There are other events you might be interested in. You can find a list of the official events supported by Slack here: https://api.slack.com/events.
The Go package event support may be slightly different and can be found here: https://pkg.go.dev/github.com/slack-go/slack/slackevents#pkg-constants.
Now, let's build appMentioned():
func (b *Bot) appMentioned(ctx context.Context, data slackevents.EventsAPIEvent) {
switch data.Type {
case slackevents.CallbackEvent:
callback := data.Data.(*slackevents.EventsAPICallbackEvent)
switch ev := data.InnerEvent.Data.(type) {
case *slackevents.AppMentionEvent:
msg, err := b.makeMsg(ev)
if err != nil {
log.Println(err)
return
}
for _, reg := range b.reg {
if reg.r.MatchString(m.Text){
reg.h(ctx, b.api, b.client, m)
return
}
}
if b.defaultHandler != nil {
b.defaultHandler(ctx, m)
}
}
default:
b.client.Debugf("unsupported Events API event received")
}
Slack events are events wrapped inside events, so it takes a little decoding to get to the information you need. This code looks at the event data type and uses that information to know what type to decode.
For appMentioned(), this should always be slackevents.CallbackEvent, which decodes its .Data field into a *slackevents.EventsAPICallbackEvent type.
That has .InnerEvent, which can decode into a few other event types. We are only interested if it decodes to *slackevents.AppMentionEvent.
If it does, we call another internal method called makeMsg() that returns the message type we defined earlier. We are going to skip the makeMsg() implementation, as it has some deep JSON data conversions that, due to the nature of JSON, are a little convoluted and uninteresting. You can just lift it from the linked code.
We then loop through our regexes looking for a match. If we find one, we call HandleFunc on that message and stop processing. If we don't find a match, we call defaultHandler, if it exists.
Now, we have a bot that can listen for when it is mentioned in a message and dispatch the message to a handler. Let's tie that into making some calls to our Ops service.
The HandleFunc type we defined in the last sections handles the core of our functionality.
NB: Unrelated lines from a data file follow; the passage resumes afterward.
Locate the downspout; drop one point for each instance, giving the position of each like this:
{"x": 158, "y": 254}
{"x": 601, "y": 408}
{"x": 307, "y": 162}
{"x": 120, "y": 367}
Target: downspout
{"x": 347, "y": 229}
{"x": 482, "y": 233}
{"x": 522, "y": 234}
This is also where we decide on how we want to turn a bunch of text into a command to run.
There are a few ways to interpret raw text:
Regexes and string manipulation are the fastest ways for an application of this type where we have single lines of text.
Lexers and parsers are great when you need to deal with complex inputs or multi-line text and cannot afford mistakes. This is the method that compilers use to read your textual code into instructions that eventually lead to a compiled binary. Rob Pike has a great talk on writing one in Go that you can view here: https://www.youtube.com/watch?v=HxaD_trXwRE. The downside is that they are tedious to build and hard to train new people on. If you need to watch that video a few times to get the concept, you are not alone.
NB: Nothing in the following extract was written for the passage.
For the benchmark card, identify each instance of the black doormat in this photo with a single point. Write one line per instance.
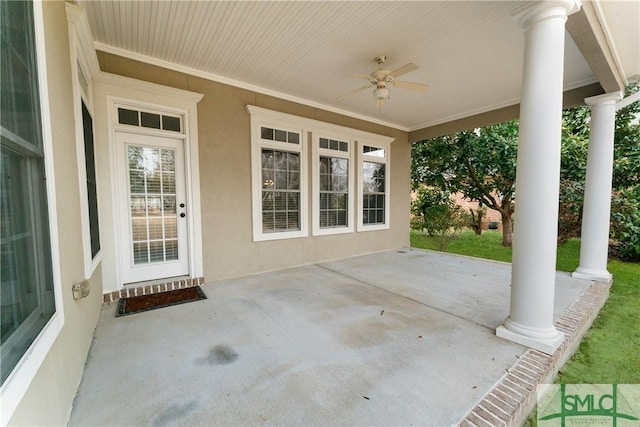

One of the biggest jobs for network automation is getting information out of different devices made by different vendors. Some vendors provide information via the Simple Network Management Protocol (SNMP), but for many types of information or debugging, you have to go to the CLI to get information.
On newer platforms, this can come in the form of JSON or XML. Many platforms don't have structured output, and sometimes, the XML is so badly formed that it is easier to use unstructured data.
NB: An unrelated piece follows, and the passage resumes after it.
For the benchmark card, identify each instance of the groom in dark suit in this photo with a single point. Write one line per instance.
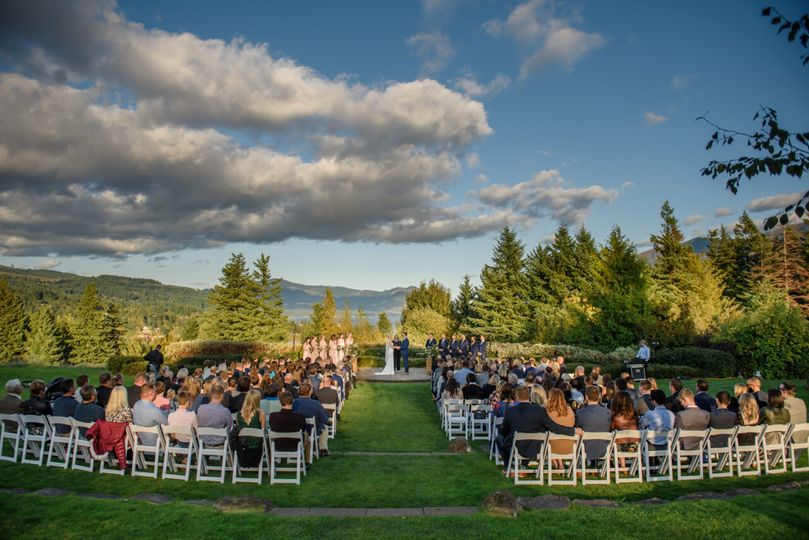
(405, 351)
At Google, we started with writing tools that used regexes. Regexes were buried in every individual tool, which lead to multiple implementations of data wrangling for the same data. This was a huge waste of effort and introduced different bugs to different tools.
Router output can be complex, so eventually, a special regex engine was made to deal with these complex multi-line regexes and a central repository was created where command output regexes could be found.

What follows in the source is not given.